Roppongi Hills welcomes visitors, but it also has four high-end residential complexes designed to accommodate 2,000 year-round occupants. A good number of those residents are sure to be the employees of large businesses like Goldman Sachs that have offices in Roppongi Hills. But for business travelers and luxury-minded tourists, Roppongi Hills has the Grand Hyatt Tokyo, one of Japan's most resplendent high-end hotels. In a city notorious for tiny living quarters and cramped hotel rooms, the Grand Hyatt stands dramatically apart. It is a place of soaring ceilings and a vast open lobby, a hotel that buzzes with activity while still managing to feel soothing and serene.

"Because everything in Tokyo tends to be so micro, our desire was to create a contrast," says architect Tony Chi. "It isn't common in Japan to encounter 145-foot-high ceilings in vast open places. Our thinking was, let's create awesome public spaces that are in line with Mr. Mori's vision to create a vibrant, modern place."

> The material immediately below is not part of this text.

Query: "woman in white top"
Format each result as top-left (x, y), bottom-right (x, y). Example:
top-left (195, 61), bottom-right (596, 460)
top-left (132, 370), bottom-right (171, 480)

Its 390 rooms and suites are graced with finely appointed five-star detail: 300-thread-count sheets, flat-screen TVs, limestone baths, and rain showers. But the elegance doesn't end there. It extends throughout the hotel.

The Grand Hyatt has eight restaurants, and they offer a variety of cuisines, from contemporary Italian to Northern European to traditional Japanese. And there is a spa, of course. It's called Na­gomi, meaning "harmony," and is imbued with the Japanese sense of simple grace and refinement.

The hotel is linked by walkways to the Tokyo subway system, and it's just a short ride from attractions such as the famed Ginza district, the Kasumigaseki government area, and the Tsukiji fish market, a must-see for anyone looking for a unique slice of Tokyo life.